Jeez, I'm glad somebody finally made the connection and told us in numbers what the opportunity cost of the Wall Street bailouts was.
That $143 billion in bonuses which Wall Street is giving out this year is our money. They were (are?) insolvent (not illiquid) back in 2008, remember? And yet they've never showed negative profit, never had to show the real (market) value of their bad assets, never skipped their six- and seven-figure bonuses. Why not?
TARP and the other bailouts were wrong and ineffective because, among other things, there were no strings attached. The bailouts were not just free in the zero-interest sense, but also in the responsible and moral sense. We saved those slimy bankers because we thought we were all in this together, that we'd all sink or swim together. But they've shown us -- dramatically -- that that is not and never was the case. In reality, they are the master caste and we exist to serve them. Get used to it.
By Ryan Grim
December 15, 2010 | Huffington Post
December 15, 2010 | Huffington Post
Wall Street banks are on pace to pay out some $143 billion in compensation for 2010, just shy of their record year of 2007. But given the widespread layoffs of mid-level employees as a result of the financial crisis, average compensation set a record. At the top six banks, compensation rose 10 percent over 2007.

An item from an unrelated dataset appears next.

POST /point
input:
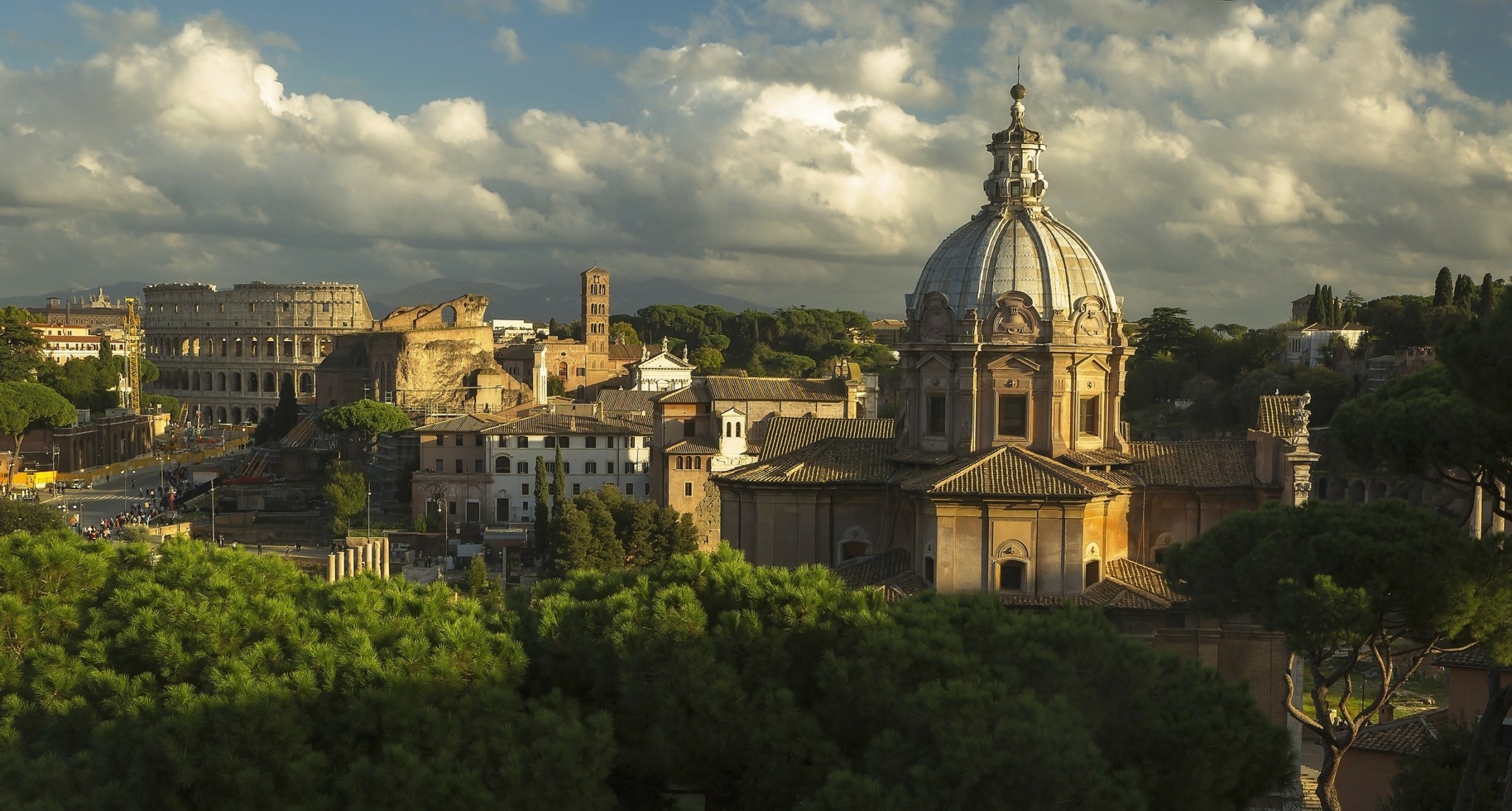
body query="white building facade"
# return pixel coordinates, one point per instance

By spending just half of that money elsewhere, the banks could modify the loans of every homeowner with an underwater mortgage, cutting principal and interest rates down to the current market value, according to a new report by critics of excessive compensation.
The $143-billion figure represents total compensation, including salaries for secretaries and entry-level employees as well as mammoth senior-level bonuses. But salaries for lower-level financial employees have largely flatlined in recent years as executive compensation has soared. Compensation for bank tellers, for example, has risen a meager 5 percent in real terms since 1999, according to the Bureau of Labor Statistics.

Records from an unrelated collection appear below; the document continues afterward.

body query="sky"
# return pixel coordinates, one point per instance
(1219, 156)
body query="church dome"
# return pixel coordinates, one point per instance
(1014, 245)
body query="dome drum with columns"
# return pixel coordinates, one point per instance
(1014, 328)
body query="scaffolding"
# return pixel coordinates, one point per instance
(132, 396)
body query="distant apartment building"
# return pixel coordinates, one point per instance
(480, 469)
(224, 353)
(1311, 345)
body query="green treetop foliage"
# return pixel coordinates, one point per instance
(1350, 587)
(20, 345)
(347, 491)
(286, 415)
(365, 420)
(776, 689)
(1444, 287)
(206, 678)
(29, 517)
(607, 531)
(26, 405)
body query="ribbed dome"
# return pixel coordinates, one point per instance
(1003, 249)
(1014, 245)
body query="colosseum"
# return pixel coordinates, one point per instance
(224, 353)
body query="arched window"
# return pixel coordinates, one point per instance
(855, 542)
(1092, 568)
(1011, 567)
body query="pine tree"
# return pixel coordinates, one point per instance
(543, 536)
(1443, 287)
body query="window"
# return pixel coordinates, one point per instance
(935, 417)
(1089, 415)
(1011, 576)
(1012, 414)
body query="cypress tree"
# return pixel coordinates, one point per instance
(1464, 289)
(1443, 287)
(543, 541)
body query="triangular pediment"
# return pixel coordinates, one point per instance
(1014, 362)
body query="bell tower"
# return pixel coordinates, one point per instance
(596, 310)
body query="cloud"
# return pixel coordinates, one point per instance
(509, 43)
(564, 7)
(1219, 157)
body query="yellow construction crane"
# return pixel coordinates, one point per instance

The report, compiled by a coalition of groups that includes the Service Employees International Union, notes that the compensation could buy health insurance plans for two-thirds of the uninsured.
The figure represents total compensation, not simply year-end bonuses, but even half of the compensation could cover a third of the uninsured.
Bonus season comes as Congress is pushing through a tax-cut deal that will allow the wealthy to inherit up to $5 million tax-free, while lowering taxes on additional inheritance. It also extends the Bush-era tax cuts for the wealthy for two years.
A small tax on financial transactions would effectively reduce compensation and bonuses, while cutting the federal deficit and reducing financial speculation, but the fee -- known as a "Tobin tax" -- is barely under consideration in Washington.